From 2011 through 2014, the BDTH spread to 16 sites across 10 states. Among the first 400 consults mean age was 50.2+/-13.2, 18.6% were women, 77.5% were > / = 50% disabled, and 14.9% were from minority populations. Medical and psychiatric comorbidity rates resembled those of the VA national bipolar population. 296 (78.1%) completed videoconference intake, and the remainder received chart review consultation. 254 (85.8%) were appropriate for ongoing management and 181 (71.3%) entered Life Goals follow-up. 50 (27.6%) dropped out, while the remainder either completed follow-up or are still active, similar to face-to-face rates. Program completer VR-12 mental component scores improved significantly (30.0+/-14.0 to 36.9+/-13.5, p < 0.001). Referring providers identified centralized VA telehealth support and the evidence-based approach as facilitators, and complexity of telehealth scheduling as a potential barrier.

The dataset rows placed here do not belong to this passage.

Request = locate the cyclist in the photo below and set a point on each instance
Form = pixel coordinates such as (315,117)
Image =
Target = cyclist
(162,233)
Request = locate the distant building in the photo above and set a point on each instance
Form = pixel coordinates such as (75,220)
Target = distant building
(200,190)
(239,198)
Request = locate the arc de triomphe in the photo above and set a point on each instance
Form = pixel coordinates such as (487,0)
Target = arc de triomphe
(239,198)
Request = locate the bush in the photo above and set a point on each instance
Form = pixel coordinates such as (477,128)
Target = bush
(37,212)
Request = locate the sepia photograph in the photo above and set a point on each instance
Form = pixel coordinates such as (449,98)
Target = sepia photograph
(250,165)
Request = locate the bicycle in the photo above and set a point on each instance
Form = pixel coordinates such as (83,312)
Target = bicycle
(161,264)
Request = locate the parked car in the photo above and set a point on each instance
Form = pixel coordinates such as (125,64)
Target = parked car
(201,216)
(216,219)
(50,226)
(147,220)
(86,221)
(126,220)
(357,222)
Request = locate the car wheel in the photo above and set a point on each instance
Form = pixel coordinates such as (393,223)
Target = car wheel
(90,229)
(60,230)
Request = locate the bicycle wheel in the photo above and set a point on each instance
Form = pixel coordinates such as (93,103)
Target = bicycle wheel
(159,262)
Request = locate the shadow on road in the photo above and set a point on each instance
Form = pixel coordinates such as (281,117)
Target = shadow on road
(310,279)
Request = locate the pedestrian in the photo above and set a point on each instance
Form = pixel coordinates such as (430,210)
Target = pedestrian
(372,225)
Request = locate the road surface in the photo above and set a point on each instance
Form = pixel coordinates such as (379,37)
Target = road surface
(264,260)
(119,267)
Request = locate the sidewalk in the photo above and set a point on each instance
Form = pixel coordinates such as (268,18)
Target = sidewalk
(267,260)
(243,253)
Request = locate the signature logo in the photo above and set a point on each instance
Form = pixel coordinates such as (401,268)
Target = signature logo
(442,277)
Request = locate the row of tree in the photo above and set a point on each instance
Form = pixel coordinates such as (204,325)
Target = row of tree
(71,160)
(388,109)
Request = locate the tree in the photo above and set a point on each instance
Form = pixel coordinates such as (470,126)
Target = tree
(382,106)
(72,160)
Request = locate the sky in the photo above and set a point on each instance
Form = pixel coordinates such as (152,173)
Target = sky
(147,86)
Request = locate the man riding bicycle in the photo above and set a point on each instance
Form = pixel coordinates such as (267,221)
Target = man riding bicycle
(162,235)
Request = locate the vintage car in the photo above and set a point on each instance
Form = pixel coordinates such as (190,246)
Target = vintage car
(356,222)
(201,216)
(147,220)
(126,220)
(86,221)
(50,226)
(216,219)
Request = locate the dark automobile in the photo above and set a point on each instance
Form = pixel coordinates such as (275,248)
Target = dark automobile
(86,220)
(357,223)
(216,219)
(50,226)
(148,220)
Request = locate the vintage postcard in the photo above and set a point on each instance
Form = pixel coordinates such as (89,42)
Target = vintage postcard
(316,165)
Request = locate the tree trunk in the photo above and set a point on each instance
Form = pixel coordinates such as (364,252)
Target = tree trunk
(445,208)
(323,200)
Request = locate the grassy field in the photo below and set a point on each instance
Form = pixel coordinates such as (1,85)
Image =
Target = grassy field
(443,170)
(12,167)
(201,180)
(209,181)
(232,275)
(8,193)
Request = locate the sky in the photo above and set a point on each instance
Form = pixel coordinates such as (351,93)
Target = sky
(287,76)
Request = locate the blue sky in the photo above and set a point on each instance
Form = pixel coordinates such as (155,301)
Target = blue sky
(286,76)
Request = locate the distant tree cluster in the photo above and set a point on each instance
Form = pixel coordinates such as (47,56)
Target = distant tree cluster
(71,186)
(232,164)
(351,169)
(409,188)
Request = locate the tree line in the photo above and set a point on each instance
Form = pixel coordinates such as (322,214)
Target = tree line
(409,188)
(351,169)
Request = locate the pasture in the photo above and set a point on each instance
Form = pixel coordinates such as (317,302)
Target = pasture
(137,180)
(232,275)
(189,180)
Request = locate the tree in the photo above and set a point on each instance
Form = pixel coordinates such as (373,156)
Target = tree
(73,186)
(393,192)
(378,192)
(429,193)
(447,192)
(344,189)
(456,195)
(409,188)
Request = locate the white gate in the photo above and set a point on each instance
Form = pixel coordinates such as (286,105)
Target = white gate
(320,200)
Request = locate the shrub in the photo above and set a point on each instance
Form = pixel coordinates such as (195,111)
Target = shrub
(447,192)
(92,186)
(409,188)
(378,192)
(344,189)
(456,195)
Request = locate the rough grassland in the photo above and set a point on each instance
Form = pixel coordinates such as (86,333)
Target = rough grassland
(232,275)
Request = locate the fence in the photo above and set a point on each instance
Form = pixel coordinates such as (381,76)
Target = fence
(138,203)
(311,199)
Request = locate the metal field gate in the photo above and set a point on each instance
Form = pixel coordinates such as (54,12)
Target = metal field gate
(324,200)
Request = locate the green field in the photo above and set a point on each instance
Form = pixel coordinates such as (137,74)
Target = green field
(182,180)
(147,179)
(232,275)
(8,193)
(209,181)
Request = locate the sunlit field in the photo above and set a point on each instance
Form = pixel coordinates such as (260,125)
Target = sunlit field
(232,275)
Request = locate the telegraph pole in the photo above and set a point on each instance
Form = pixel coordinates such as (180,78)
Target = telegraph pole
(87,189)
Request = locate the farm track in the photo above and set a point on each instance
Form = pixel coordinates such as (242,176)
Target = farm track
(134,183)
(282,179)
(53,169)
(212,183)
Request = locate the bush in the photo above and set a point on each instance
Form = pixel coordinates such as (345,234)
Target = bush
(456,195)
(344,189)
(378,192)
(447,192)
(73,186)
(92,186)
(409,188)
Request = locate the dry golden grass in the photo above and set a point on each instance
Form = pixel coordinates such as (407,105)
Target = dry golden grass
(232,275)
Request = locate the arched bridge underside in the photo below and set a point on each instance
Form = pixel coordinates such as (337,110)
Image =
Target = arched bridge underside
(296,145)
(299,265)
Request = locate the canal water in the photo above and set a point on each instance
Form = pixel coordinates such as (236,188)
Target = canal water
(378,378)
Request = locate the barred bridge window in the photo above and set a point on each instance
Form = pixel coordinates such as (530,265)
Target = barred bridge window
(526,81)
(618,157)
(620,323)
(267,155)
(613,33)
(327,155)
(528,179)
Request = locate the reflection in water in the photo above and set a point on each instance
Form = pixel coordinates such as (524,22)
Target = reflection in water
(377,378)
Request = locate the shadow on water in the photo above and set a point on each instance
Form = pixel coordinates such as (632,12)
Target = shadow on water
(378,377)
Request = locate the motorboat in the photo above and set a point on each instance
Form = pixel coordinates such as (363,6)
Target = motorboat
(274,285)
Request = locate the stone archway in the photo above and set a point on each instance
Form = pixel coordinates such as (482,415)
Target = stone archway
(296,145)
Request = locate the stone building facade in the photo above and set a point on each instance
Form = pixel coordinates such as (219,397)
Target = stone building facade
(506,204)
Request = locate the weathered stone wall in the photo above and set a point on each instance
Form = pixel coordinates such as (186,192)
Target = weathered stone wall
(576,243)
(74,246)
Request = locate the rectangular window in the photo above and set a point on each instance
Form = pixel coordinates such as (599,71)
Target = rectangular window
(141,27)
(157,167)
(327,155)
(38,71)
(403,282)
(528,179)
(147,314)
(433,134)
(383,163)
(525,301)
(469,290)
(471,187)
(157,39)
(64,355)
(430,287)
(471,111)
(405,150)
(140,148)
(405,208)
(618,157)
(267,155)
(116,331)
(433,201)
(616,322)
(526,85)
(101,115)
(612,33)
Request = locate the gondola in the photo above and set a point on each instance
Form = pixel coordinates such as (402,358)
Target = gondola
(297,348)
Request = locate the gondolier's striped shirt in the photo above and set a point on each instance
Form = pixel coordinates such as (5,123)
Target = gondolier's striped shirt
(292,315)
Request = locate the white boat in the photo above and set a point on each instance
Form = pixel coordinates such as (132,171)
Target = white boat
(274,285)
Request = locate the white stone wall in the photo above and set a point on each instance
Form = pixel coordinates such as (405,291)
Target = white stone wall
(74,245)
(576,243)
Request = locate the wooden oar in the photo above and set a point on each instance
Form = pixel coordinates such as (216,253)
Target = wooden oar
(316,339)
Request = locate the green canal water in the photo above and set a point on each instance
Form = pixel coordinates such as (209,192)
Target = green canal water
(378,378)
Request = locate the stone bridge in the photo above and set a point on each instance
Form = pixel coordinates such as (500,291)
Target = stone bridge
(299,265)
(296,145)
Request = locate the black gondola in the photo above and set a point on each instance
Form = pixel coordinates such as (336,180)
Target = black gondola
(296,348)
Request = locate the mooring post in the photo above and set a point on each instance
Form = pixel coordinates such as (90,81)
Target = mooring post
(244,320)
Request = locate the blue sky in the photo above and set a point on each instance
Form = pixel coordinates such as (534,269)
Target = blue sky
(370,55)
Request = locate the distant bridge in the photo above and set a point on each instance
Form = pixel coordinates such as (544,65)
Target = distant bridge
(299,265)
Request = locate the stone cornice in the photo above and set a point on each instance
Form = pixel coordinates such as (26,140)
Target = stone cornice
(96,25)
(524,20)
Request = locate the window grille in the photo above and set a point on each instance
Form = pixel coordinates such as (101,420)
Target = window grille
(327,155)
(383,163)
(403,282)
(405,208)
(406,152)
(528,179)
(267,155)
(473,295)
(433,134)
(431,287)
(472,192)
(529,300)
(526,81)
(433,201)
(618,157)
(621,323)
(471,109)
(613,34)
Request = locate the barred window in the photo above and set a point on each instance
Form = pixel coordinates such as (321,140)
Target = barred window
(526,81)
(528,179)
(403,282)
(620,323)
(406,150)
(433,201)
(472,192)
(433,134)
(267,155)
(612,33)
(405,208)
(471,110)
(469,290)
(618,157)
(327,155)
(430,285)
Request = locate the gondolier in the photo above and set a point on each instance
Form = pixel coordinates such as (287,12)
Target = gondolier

The implementation of a complex collaborative care intervention via hub-and-spokes videoconference-based format was achieved with population characteristics and participation rates similar to face-to-face formats, yielding significant clinical improvement for program completers.

Telehealth technologies can overcome geographic and critical mass barriers to extend the reach even of complex evidence-based interventions such as the collaborative chronic care model.